= PMU 18 scandal =

Scandal in Vietnam

The PMU 18 scandal is a multi-million dollar political corruption scandal at the Vietnamese Ministry of Transport (Bộ Giao thông Vận tải, GTVT) at the beginning of 2006, which involved embezzlement, bribery, nepotism, and gambling. The scandal received extensive press coverage in Vietnam, a rarity in the one-party state. It generated a great public outcry in Vietnam and controversy in other countries and at organizations that provided Official Development Assistance (ODA) to the country. Due to the scandal, Transport Minister Đào Đình Bình was forced to resign and his deputy was arrested. The scandal became a major issue leading up to the Tenth National Congress of the Communist Party of Vietnam, when the government leadership was being reviewed.
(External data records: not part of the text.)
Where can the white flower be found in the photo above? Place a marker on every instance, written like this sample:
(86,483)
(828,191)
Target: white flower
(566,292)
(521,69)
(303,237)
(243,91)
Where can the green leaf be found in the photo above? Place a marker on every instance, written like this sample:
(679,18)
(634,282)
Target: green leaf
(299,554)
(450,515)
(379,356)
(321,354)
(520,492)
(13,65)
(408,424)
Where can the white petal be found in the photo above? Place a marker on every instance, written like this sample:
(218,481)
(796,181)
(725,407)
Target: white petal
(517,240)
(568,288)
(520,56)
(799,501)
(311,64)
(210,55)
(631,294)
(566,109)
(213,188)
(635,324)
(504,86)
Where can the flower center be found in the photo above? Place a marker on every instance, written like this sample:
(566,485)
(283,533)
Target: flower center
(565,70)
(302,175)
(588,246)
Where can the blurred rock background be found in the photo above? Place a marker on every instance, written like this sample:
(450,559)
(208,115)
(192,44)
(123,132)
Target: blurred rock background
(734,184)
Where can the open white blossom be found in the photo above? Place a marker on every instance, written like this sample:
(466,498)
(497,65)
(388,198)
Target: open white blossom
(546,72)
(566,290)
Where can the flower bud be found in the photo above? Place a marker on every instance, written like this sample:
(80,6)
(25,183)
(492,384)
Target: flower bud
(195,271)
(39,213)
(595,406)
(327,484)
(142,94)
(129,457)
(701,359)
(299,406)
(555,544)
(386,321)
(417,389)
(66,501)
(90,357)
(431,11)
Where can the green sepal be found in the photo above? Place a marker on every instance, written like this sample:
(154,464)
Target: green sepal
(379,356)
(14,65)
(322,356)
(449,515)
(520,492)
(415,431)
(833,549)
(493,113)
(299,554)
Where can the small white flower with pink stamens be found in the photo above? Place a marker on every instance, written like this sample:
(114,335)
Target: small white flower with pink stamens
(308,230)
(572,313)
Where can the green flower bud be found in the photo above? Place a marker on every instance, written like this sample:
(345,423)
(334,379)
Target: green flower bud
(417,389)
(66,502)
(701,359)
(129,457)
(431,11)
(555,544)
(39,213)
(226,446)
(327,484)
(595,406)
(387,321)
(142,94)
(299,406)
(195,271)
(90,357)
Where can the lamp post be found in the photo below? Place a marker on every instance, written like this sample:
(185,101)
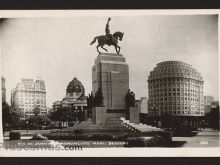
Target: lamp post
(27,126)
(154,112)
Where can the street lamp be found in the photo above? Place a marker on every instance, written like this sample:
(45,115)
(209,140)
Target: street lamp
(27,126)
(154,112)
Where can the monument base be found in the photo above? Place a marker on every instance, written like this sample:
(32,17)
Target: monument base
(99,115)
(134,115)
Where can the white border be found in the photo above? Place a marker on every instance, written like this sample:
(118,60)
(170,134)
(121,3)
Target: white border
(110,152)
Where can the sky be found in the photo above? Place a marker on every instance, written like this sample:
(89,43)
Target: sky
(57,49)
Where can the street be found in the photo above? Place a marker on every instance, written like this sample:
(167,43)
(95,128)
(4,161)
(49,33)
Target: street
(205,138)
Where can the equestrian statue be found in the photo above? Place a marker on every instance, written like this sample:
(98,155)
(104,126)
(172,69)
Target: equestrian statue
(108,39)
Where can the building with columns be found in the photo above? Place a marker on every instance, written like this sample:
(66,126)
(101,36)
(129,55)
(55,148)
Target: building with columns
(28,94)
(208,101)
(75,97)
(175,88)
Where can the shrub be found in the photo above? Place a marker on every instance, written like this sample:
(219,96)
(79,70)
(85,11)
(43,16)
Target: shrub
(14,136)
(39,137)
In the aftermath of the scandal, in 2007 the Vietnamese government clamped down on journalists reporting on the case. In 2008, two prominent journalists were tried and convicted of "abusing democratic freedoms" and propagating "false information". Two police officers involved in the case were also convicted of "disclosing work secrets".

==Background==

Project Management Unit 18 (PMU-18) is a bureau within the Vietnamese Ministry of Transport for road construction and other infrastructure projects. As of 2006, it had a budget of 2 billion USD, which included funds from overseas donors, notably Japan, the European Union, Australia and the World Bank.

==The scandal==
In early January 2006, Bùi Tiến Dũng, executive director of PMU-18, was detained, and it was announced that 1.8 million dollars had been embezzled to gamble on football matches. He was also accused of using the payouts to pay for prostitutes. The police found files inside the unit's computers revealing that over 200 employees at the unit had participated in the gambling. He is also under investigation over the procurement of luxury vehicles for other government officials.

Deputy Transport Minister Nguyễn Việt Tiến, a former head of PMU-18, was soon also detained and his home was searched.

The scandal affected many high-ranking officials. It was revealed that Bùi Tiến Dũng attempted to bribe officials after his arrest. People in the Prime Minister's office were investigated and the General Secretary's son-in-law was also implicated. A vice chief of police was implicated and withdrew his name from the list of delegates to the National Congress.

In early April 2006, Transport Minister Đào Đình Bình resigned, accepting responsibility for the embezzlement of millions of dollars of state money by his staff. This took place days before the opening of the Tenth National Congress of the Communist Party of Vietnam.

In March 2008, charges against Nguyễn Việt Tiến were dropped and his Communist Party membership was later reinstated.

===Role of the press===
The scandal is notable in that the press was initially allowed to report on the issue in great depth. Several years earlier, such topics were taboo in the Vietnamese press, as the Communist Party kept a tight grip on the media. Major newspapers openly ridiculed the officials involved and called for their resignations. Some observers attribute this to internal conflicts within the party between reformers and hardliners. Others see this as a normal occurrence before every National Congress and expect things to return to normal after the Congress ends.

In mid-2007, police questioned dozens of journalists who covered the case for the sources of certain published information.

In May 2008, two reporters were arrested for "abuse of power for personal gain" while reporting about the scandal. In addition, several senior police officers involved with the case, including the major general in charge, were indicted for revealing certain information about the case to the press. The arrests unleashed a torrent of protests from journalists and bloggers in Vietnam, leading to a highly unusual confrontation between the state-controlled press and the communist government. However, several days later, the newspapers were silent on the topic, and newspapers that continued to report it reportedly received warnings from the authorities.

In October 2008, the journalists were convicted of "abusing democratic freedoms" and propagating "false informations" and the police officers were convicted of "disclosing work secret".